PATUFET, EL MUSICAL: LA GRANDEZA DEL SOMOS.


Por Juan Marea.

Ser pequeños nos da unas expectativas ilimitadas. Al encontrarnos en la obligada tesitura de tener que crecer, solo se nos abre un camino: El de seguir adelante. Mientras decidís si estáis o no preparados para ello, os avanzaré unas líneas sobre el entusiasta devenir de un niño diminuto empeñado en desafiar las leyes de su naturaleza para ser como los demás y que, gracias a su reducido tamaño, descubrió la grandeza de la amistad.
En PATUFET, EL MUSICAL tropezaremos con una pandilla de personajes fuera del sistema de consumo masivo que se resisten a ser solo desechos. Su condición de criaturas marginales los convierte en cómplices muy oportunos de los espectadores más pequeños. Porque, más allá de la vacuidad de los juguetes de último diseño, de la presunta operatividad de los nuevos artilugios electrónicos y de la tendencia a la uniformidad, nadie mejor que aquellos para empezar a apreciar lo doloroso que resulta pasar desapercibidos en el Mundo Adulto.

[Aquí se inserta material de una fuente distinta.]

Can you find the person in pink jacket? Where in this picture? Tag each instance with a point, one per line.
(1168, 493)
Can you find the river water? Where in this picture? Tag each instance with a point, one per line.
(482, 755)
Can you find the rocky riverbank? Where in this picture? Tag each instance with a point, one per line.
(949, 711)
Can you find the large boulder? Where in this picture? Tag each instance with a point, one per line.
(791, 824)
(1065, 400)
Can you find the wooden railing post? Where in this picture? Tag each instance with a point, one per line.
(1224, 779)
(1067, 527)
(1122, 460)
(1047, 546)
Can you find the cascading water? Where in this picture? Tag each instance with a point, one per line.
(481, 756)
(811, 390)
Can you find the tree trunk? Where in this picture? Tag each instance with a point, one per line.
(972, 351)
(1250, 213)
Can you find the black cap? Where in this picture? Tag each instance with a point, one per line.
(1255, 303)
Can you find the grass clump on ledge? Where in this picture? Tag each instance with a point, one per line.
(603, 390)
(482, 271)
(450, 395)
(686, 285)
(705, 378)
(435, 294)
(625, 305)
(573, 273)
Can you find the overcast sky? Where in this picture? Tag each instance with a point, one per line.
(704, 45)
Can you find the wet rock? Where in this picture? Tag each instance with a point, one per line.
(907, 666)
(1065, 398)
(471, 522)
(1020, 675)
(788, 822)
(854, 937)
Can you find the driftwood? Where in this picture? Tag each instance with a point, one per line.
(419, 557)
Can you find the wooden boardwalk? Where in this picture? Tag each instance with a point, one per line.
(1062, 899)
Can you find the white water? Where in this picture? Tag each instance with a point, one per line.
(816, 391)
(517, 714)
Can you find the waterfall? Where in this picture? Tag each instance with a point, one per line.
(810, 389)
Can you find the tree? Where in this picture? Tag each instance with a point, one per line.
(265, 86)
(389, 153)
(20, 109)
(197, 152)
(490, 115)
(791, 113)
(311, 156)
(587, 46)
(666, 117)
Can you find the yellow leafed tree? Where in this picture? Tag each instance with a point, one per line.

Los autores Ferran Gonzàlez y Joan Miquel Pérez aprovechan con inteligencia la coyuntura, y organizan un espectáculo rico en matices temáticos, dinámico en su desarrollo y rebosante de optimismo. Minimizando la ingenuidad que el cuento ofrecía en su versión tradicional (y mitigando de paso la amenaza de las flatulencias que alejaban felizmente a su protagonista de un pestilente destino), Alicia Serrat da forma a una propuesta de una elegancia ejemplar por cuanto conjuga de manera equilibrada la narración de la historia archiconocida con un sentido escénico de sugerentes recursos para obtener una espectacularidad honesta, sin piruetas gratuitas. La ocurrente directora potencia con generosidad el encanto del protagonista (una contenida y segura Aina Quiñones) implicándolo en una obra casi coral, en la que el magnetismo de los satélites orbita a su alrededor (desde un procaz Pol Nubiala hasta una pícara Xènia Reguant). De este modo, queda hábilmente subrayada la idea principal, de una eficacia más que probada: La unión hace la fuerza. Se añade también una subtrama de indudable comercialidad como es la afrenta de los malvados, en la habitual lucha del Bien y el Mal, cuya puerilidad aquí hace que resulte prescindible. A pesar de ello, el ejercicio metateatral que realizan sus responsables (los aplicados Jofre Borràs y Miquel Malirach) provoca la hilaridad en algunas de sus intervenciones, sobre todo en el momento del casting que realizan en medio del público para el papel más relevante del desenlace.
La parte musical, con cierta vocación grandilocuente, crece verdaderamente en los momentos de mayor intimidad. En este sentido, el alegato de Pau Doz como “galán de Playmobil” a favor del derecho a huir del amontonamiento en la juguetería es enternecedor. O la reflexión de la señorita Tecla arrojada sin piedad al vertedero al ser eclipsada por las efervescentes pantallas táctiles nos invita incluso a la reflexión. Todo ello, en medio de un discurso crítico con sustancia, algo excesivo para los más pequeños, pero necesario en estos tiempos de tanta nadería franquiciada.

PATUFET, EL MUSICAL se representa en el Teatre Coliseum y en el Teatre Victòria de Barcelona.